I don't know about my fellow night nurses, but the experience of changing shifts refreshes me just as much as a tall glass of iced water in a hot Texas summer day.

So as I mindlessly go on with my work, passing medications, turning patients, cleaning wounds, starting IVs, checking charts, writing telephone orders, there's a part of my subconscious that greedily counts down every second, every minute, until the clock strikes thirty minutes before seven.

Surely this must be what the psalmist is describing when he writes, "My soul waits for the Lord, more than the watchmen for the morning, indeed, more than the watchmen for the morning." (Psalm 130:6)

Isn't there a thought that dissolves the darkly brooding clouds of the stress of daily life more quickly, than the vision of the End of Ages?

When our God will wipe away every tear from the eyes of His people, when He will once for all vanquish suffering and evil and death into the lake of fire, when heaven and earth are renewed with life invincible, when we will see and know our Love, face to face?

Friday, June 06, 2008

absence makes the heart grow fonder

The silence is unnerving. The room across my own has been uninhabited for the past three days, with the bed unusually neatly made. For the past three nights only three people have sat down at the dinner table, with an extra seat gaping like an empty tooth socket.

As of the moment, my brother is five hundred miles away in Houston, sleeping with three other teenagers in their own dormitory room. He and fifteen other classmates from Science Academy are attending a science camp of some sort, wherein they get to immerse themselves in actual research laboratories in Rice University.

Before he left, I half-seriously told him that the next two weeks will be bliss for both of us: he gets to travel, I get to enjoy him gone.
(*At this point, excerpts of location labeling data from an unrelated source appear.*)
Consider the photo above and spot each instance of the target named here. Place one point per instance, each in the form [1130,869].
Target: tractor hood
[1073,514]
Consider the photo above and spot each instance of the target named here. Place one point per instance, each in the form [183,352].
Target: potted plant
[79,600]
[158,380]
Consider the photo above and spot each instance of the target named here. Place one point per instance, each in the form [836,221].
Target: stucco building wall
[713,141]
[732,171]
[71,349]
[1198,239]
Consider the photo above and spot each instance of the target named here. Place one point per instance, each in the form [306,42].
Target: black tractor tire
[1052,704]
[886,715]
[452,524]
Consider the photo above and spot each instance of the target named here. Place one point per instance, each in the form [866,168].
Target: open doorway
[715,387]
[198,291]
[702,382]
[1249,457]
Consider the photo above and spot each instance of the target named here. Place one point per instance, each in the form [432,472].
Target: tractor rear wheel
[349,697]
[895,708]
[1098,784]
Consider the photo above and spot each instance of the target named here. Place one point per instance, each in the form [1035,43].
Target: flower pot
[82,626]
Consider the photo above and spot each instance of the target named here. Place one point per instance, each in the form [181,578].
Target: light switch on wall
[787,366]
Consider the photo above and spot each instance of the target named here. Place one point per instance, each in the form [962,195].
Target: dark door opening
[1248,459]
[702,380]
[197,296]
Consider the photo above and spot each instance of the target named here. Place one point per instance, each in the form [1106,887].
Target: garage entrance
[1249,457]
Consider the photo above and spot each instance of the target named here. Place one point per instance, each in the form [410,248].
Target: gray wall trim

After a mere three days' worth of nobody to squabble with while driving home, of nobody incessantly chanting "Fatty" and "Pimpleface" into my ears, of nobody shoving me away from the computer to play Eve Online, I'm beginning to think that the peace and quiet that I so earnestly wished for when my brother was here wasn't a good idea after all.

Saturday, May 31, 2008

before the jump

Clad in nothing but a pair of blue shorts, I stood there, awkward and apprehensive, watching the chlorine-green water lick the glossy tiles of the pool side.

It was almost empty, except for a handful of white-haired seniors performing water exercises (which relieves their arthritic joints, apparently). And yet I felt so uneasy, so uncomfortable, so... naked. So I half-tried to tuck in my enormous belly and looked down. It still bulged out like a baby bump, so I hastily crossed my arms and retreated to the seats close to the exit.

Just the day before, I mustered enough willpower to drag myself into a sports club in McAllen to enroll for membership. My weight, apparently, had ballooned to a hundred and seventy pounds because of three-night-stand with Lady Gluttony in Houston. Ohhh.. my legs still get shaky when I think of those Vietnamese noodles.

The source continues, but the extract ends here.